For its quarter ending on December 31, 2021, revenue at ResMed Inc increased by 12% to $894.9 million, driven by high demand but hampered by difficulties getting electronic parts.

“Our second-quarter results reflect continued strong performance across our business resulting in double-digit top-line revenue growth, driven by ongoing high demand for our sleep and respiratory care products, and solid growth in our software-as-a-service business,” says Mick Farrell, ResMed CEO, in a release. “Our global ResMed team continues to find ways to deliver products and solutions to our customers, even amid ongoing supply chain challenges that have limited additional access to critical electronic components. We are working every day to meet the extraordinary demand generated by our competitor’s ongoing device recall. We continue to ensure priority for the highest-need patients first, and we are working with physicians, providers, and healthcare systems to maintain delivery of medical devices and digital health solutions for the patients who need care.

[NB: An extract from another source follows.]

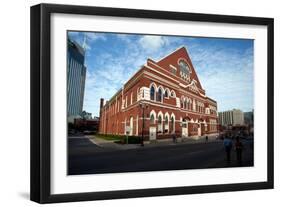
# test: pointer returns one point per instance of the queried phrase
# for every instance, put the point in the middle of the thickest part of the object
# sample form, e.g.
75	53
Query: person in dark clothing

“Despite constantly evolving market dynamics, we remain focused on our goal to improve 250 million lives in the year 2025; supporting patients with the sleep apnea therapy, respiratory care therapy, and digital health solutions they need as we deliver value for all of our customers. We are investing in medical device research and development, as well as digital health innovation that will unlock value across the healthcare system. I am incredibly proud of our global ResMed team, working around the clock with providers and physicians across 140 countries to get products directly into the hands of patients who most need our help.”

Discussion of Second Quarter Results

All comparisons are to the prior year period unless otherwise noted

  • Revenue grew by 13% on a constant currency basis, driven by increased demand for its sleep and respiratory care devices and increased demand following the Philips product recall.
    • Revenue in the United States, Canada, and Latin America, excluding software as a service, grew by 14%, primarily due to the factors discussed above and recovery of core sleep patient flow that was previously impacted by COVID-19.
    • Revenue in Europe, Asia, and other markets grew by 12% on a constant currency basis, primarily due to the factors discussed above.
    • Software as a service revenue increased by 8%, due to continued growth in our durable medical equipment category and stabilizing patient flow in out-of-hospital care settings.
  • Gross margin decreased by 140 basis points and non-GAAP gross margin decreased by 230 basis points, mainly due to higher freight and manufacturing costs, partially offset by favorable product mix changes.